La marea recorre el país, crece día tras día, acompaña al pelotón de la Vuelta a España, que es su involuntario altavoz. En las primeras etapas, en Figueres, en Olot, en Zaragoza, en Lumbier, había habido un abanico de manifestantes pro-Palestina en las primeras etapas.
La marea de protestas, permanente desde la primera semana de la carrera, va in crescendo: los organizadores deciden detener la jornada a tres km de la meta en Bilbao
Entre el dominio robótico de Vingegaard y los Visma y los agresivos intercambios de pareceres en el UAE, el curioso que apura los días de las vacaciones sesteando ante el televisor recibe una sorpresa:
¡Ataca Mikel Landa!
Ojipláticos, los curiosos despistados se llevan las manos a la cabeza.
Se preguntan:
–¿Pero Landa estaba corriendo en esta Vuelta?
Los otros, las gentes del landismo, collejean a aquellos despistados, les recriminan el despiste, se hiperexcitan pues Landa es historia viva de nuestro ciclismo y claro que estaba disputando esta Vuelta, claro que sí.
Y Landa, erre que erre, le arrebata 45 segundos al pelotón de cabeza y durante un buen rato (unos 25 kilómetros) se luce entre los bulevares de Bilbao y entre los bosques del Alto del Vivero hasta que transige, se queja de su espalda maltrecha desde el último Giro, se entrega y alcanza la meta entre los pelotones de descolgados, su lugar natural en esta Vuelta tan pobre de protagonistas españoles: el aficionado de nuestro país ya no tiene por dónde pillarla.
(Al fin y al cabo, el gran momento del landismo en estos días se había producido en vísperas del inicio, al desaparecer su maleta en el vuelo a Turín: “Igual tengo que pedalear la Vuelta con chanclas, se lamentaba Landa en las redes sociales”).

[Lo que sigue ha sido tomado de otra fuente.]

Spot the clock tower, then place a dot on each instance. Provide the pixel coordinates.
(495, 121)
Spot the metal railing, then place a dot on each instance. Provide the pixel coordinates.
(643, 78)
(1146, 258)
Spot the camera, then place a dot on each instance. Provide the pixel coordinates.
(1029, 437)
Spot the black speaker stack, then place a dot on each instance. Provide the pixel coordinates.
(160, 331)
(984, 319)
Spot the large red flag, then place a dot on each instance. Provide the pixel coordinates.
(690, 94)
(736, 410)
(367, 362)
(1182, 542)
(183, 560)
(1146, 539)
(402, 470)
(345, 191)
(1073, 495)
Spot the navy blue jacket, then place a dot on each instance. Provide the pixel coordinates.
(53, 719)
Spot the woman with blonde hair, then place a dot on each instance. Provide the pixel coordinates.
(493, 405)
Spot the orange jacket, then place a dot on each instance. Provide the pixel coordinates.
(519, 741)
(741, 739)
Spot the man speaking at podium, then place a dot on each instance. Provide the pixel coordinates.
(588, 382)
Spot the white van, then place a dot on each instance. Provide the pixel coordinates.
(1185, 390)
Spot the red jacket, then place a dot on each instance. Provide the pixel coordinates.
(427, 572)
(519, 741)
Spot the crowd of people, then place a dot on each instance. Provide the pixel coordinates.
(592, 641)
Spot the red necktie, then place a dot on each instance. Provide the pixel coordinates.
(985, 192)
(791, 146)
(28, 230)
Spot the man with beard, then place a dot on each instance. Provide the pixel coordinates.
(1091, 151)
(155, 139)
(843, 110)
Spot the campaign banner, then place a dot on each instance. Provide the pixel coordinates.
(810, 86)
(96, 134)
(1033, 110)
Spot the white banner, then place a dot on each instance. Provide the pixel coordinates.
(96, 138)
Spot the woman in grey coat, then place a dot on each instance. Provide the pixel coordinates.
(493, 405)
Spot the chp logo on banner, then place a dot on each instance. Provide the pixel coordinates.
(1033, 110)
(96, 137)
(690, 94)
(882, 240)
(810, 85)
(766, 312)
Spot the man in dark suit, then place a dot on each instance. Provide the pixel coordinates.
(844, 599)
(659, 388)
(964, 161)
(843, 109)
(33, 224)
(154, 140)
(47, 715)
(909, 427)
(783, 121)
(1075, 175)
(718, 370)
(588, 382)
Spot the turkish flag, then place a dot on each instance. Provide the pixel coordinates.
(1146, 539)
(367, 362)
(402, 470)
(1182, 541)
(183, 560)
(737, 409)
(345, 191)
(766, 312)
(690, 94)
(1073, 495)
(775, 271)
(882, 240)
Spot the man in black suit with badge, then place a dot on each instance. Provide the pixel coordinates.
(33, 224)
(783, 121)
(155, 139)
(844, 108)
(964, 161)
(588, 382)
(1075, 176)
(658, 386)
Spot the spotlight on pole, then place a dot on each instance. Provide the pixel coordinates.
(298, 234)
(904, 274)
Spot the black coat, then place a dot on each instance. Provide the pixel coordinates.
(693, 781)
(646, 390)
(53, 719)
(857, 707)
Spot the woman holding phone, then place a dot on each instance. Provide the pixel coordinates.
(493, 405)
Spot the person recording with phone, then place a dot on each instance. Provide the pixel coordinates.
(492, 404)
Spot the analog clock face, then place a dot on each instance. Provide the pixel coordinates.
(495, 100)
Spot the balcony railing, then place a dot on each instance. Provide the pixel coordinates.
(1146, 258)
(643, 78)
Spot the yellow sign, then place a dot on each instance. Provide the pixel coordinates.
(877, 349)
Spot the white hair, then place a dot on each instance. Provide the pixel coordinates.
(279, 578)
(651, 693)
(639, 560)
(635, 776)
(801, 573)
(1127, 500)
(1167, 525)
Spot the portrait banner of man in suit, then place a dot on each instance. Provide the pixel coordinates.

Cuando Landa transige, a 30 km de meta, Santiago Buitrago –compañero de aventuras del renacido vasco– persevera, sigue pedaleando por delante del paquete, pero para entonces el Visma ya es el Visma.
Es decir, un martillo pilón.
En el segundo ascenso al Vivero, a 25 km, prueba suerte Almeida, el superhéroe del UAE.
Acaso es ingenuo, acaso es imprudente, sus movimientos jamás desestabilizan al Visma: Vingegaard va armado hasta los dientes. Tiene a Campenaerts, tiene a Ben Tulett, tiene a Jorgenson y, sobre todo, se tiene a sí mismo.
Mientras el pelotón se afila, se prepara para un desenlace movido, un abanico de manifestantes comparece en la zona de meta en Bilbao, tiende banderas pro-palestinas y en contra del equipo Israel-Premier Tech y siembra la inquietud entre los ciclistas y entre los organizadores.
¿Qué hacer?
El entuerto se resuelve sobre la marcha. Se recorta la etapa, se acaba tres kilómetros antes, no hay ganadores del día y no hay daños mayores.
El desenlace es abstracto. Los ciclistas desembocan en una meta imaginaria. Policías y agentes de seguridad levantan las banderas en la autopista que desciende hacia San Mamés. Vingegaard y el fogoso Pidcock (este sí que ha apurado al danés en el ascenso a Pike; Vingegaard ha tenido que exprimirse para recuperarle la rueda) se detienen en algún lugar impreciso y así acaba el día: los dos fugados le arrebatan diez segundos al grupo perseguidor, el de Almeida, y la general se agita un pelín, tampoco demasiado.